American college football season

The 1937 Florida Gators football team represented the University of Florida during the 1937 college football season. The season was the second for Josh Cody as the head coach of the Florida Gators football team. The highlight of the season was the Gators' only 1930s win over the Georgia (6–0) in Jacksonville, Florida, but the season was mostly remembered for its disappointments—three one-point losses to Temple (7–6), Mississippi State (14–13), and Clemson (10–9). Cody's 1937 Florida Gators finished 4–7 overall and 3–4 in the Southeastern Conference (SEC), placing eighth of thirteen SEC teams in the conference standings.

==Schedule==

| Date | Opponent | Site | Result | Attendance | Source |
| September 25 | at LSU | Tiger Stadium; Baton Rouge, LA (rivalry); | L 0–19 | 15,000 |  |
| October 2 | Stetson* | Florida Field; Gainesville, FL; | W 18–0 | 4,000 |  |
| October 9 | at Temple* | Beury Stadium; Philadelphia, PA; | L 6–7 | 10,000 |  |
| October 16 | Sewanee | Florida Field; Gainesville, FL; | W 21–0 | 5,000 |  |
| October 23 | at Mississippi State | Scott Field; Starkville, MS; | L 13–14 | 7,500 |  |
| October 30 | at Maryland* | Byrd Stadium; College Park, MD; | L 7–13 | 10,000 |  |
| November 6 | vs. Georgia | Fairfield Stadium; Jacksonville, FL (rivalry); | W 6–0 | 20,000 |  |
| November 13 | Clemson* | Florida Field; Gainesville, FL; | L 9–10 | 6,000 |  |
| November 20 | Georgia Tech | Florida Field; Gainesville, FL; | L 0–12 | 16,000 |  |
| November 27 | vs.
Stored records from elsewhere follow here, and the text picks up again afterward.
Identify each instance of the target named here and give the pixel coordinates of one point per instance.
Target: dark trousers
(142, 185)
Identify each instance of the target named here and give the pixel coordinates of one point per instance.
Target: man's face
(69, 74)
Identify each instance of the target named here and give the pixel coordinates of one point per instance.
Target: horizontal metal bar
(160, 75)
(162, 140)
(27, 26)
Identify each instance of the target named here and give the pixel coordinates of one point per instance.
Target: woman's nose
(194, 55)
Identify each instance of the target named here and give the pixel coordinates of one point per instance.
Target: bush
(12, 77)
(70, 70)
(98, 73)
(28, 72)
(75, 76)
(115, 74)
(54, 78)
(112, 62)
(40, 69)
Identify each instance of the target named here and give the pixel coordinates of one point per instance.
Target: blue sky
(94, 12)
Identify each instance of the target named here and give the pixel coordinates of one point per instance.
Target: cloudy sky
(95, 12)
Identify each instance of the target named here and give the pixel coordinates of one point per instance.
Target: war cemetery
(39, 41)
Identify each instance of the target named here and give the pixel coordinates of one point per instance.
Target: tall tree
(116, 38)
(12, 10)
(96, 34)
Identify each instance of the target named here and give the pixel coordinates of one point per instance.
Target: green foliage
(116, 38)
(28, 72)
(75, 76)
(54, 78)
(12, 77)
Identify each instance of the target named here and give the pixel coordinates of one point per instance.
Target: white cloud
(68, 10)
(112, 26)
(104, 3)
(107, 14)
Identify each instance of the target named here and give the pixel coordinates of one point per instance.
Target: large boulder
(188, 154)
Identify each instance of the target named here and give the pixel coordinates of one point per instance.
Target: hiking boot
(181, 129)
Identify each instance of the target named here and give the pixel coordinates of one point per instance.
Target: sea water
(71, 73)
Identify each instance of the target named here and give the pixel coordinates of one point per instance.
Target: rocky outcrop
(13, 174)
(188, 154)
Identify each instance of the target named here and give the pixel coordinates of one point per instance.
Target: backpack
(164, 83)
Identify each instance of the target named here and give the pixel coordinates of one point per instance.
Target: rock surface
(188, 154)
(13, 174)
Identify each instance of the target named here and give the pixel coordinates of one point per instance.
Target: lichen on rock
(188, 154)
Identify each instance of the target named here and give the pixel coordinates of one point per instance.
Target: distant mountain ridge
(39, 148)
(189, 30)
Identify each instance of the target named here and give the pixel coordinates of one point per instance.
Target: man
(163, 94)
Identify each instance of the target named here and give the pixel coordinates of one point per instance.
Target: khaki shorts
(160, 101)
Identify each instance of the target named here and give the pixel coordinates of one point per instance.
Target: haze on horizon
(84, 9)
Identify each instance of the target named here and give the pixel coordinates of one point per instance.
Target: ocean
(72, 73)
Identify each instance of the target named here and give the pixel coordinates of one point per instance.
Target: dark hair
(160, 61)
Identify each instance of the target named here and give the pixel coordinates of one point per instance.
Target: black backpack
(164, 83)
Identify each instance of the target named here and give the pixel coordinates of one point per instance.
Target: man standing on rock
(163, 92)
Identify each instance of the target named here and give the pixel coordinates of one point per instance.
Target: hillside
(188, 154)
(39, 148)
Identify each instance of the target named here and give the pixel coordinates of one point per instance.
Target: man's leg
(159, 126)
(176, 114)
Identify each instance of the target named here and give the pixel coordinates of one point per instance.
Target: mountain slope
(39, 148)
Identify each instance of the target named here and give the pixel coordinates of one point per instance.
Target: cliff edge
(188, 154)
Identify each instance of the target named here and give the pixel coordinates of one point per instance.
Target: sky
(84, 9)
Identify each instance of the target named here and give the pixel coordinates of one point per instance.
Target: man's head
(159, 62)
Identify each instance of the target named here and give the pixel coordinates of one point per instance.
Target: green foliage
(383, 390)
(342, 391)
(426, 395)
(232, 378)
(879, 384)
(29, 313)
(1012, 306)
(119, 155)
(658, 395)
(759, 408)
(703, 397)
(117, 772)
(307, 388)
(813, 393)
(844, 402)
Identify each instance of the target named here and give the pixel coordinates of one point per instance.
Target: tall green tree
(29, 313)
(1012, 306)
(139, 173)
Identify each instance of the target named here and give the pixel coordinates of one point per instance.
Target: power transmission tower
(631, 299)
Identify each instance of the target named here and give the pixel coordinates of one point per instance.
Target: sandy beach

Auburn | Fairfield Stadium; Jacksonville, FL (rivalry); | L 0–14 |  |  |
| December 4 | Kentucky | Florida Field; Gainesville, FL (rivalry); | W 6–0 |  |  |
*Non-conference game; Homecoming;

==Game summaries==
===Temple===
Mayberry starred in a close loss to coach Pop Warner's Temple Owls, keeping the 10,000 spectators "in an uproar for nearly three periods."

===Georgia===
The 1937 team defeated the Georgia Bulldogs in the two teams' annual rivalry game for the first time in eight years.

==Postseason==
Tiger Mayberry ranked second in the country with 818 rushing yards; only Byron White exceeded Mayberry's rushing total that year.

Mayberry also intercepted six passes when the Gators' opponents only threw 57 balls, and was a first-team All-SEC selection by the conference coaches and sportswriters on behalf of the Associated Press.